Those Jack Crevalles are a blast! Congrats to both of y'all!


----------



## scjeff (Mar 22, 2014)

What's the point in keeping them? They're a good fight but not table fare.


----------



## Jason (Oct 2, 2007)

Way ta go on your 1st.....


----------



## MrFish (Aug 21, 2009)

scjeff said:


> What's the point in keeping them? They're a good fight but not table fare.


Cause he wanted to.


----------



## WhyMe (Apr 21, 2013)

That camper does not look happy.
WhyMe 
Mako My Dayo


----------



## WhyMe (Apr 21, 2013)

Nice YFT.:thumbsup:....lol.
WhyMe 
Mako My Dayo


----------



## Realtor (Oct 1, 2007)

I LOVE to catch those!!!!


----------



## Achim2 (Apr 25, 2011)

WhyMe said:


> That camper does not look happy.
> WhyMe
> Mako My Dayo


He is 17. What do you expect? that is his happy face :thumbup:


----------



## Baker8425 (Jul 2, 2012)

Wirelessly posted

Bet he thought he'd hooked a freight train. What a blast.


----------



## Scruggspc (Mar 20, 2013)

Keep it up!


----------



## wrightackle (Oct 29, 2007)

Don't tell an Asian they aren't good to eat!


----------



## All Salt (Jun 24, 2013)

Here is the first Jack I caught and yes I thought it was a freight train!


----------



## All Salt (Jun 24, 2013)

Congrats great job!


----------



## amarcafina (Aug 24, 2008)

scjeff said:


> What's the point in keeping them? They're a good fight but not table fare.

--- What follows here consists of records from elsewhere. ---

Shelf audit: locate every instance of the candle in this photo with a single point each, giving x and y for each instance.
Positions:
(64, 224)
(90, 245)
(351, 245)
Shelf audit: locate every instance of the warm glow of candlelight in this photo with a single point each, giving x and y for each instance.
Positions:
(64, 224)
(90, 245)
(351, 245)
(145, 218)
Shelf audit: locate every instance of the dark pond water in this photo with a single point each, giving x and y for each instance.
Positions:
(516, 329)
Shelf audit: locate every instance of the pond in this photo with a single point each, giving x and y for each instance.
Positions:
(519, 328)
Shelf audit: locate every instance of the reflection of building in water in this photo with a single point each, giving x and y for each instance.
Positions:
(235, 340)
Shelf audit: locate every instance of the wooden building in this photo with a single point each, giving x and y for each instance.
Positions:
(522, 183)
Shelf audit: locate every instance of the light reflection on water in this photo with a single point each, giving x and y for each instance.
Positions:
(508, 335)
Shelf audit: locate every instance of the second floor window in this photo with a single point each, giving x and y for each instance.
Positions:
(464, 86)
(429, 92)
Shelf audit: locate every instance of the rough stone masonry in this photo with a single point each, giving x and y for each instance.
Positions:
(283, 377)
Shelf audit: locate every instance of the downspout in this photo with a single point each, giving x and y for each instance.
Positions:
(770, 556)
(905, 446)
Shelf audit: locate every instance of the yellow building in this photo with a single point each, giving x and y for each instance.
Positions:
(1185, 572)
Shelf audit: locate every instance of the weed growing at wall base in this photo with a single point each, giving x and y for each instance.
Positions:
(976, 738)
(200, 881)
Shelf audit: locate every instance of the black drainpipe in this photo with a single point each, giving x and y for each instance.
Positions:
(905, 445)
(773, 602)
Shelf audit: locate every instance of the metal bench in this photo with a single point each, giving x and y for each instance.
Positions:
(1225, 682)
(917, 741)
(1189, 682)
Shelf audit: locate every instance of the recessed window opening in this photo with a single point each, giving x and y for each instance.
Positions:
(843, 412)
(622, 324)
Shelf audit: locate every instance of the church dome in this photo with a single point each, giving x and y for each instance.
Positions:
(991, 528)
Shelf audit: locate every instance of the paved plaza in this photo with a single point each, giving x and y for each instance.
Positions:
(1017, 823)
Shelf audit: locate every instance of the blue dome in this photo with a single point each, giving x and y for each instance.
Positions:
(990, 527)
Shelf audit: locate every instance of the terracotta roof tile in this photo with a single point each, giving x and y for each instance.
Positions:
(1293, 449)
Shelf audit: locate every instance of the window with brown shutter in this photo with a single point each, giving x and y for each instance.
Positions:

They make good bait , crab and pinfish trap , Chum etc.


----------



## sea hoss (Aug 18, 2009)

Achim2 said:


> He is 17. What do you expect? that is his happy face :thumbup:


Boy is that ever the truth! I believe my 16 yr. old thinks his face will crack if he smiles. Oh well, he'll do like the rest of us and live and learn. I tried to tell him not to take himself so seriously... nobody else does!:thumbup:

BTW...That didnt make him smile either


----------



## bcahn (Jan 10, 2013)

Fishing under the Brooke's bridge years ago with the little ones, my son hooked a little Jack on his Spiderman reel, I thought the thing was going to explode! I'll never forget that look on his face, .... priceless!


----------



## 153 Large fish (Nov 30, 2013)

Too bad they don't fight much....lol


----------



## Achim2 (Apr 25, 2011)

amarcafina said:


> They make good bait , crab and pinfish trap , Chum etc.


I put a piece on the grill and It was ok. Have eaten worse. (40lbs black drum)  Added only salt pepper and lemon . We will use the rest to chum for snapper. Nothing will be wasted.


----------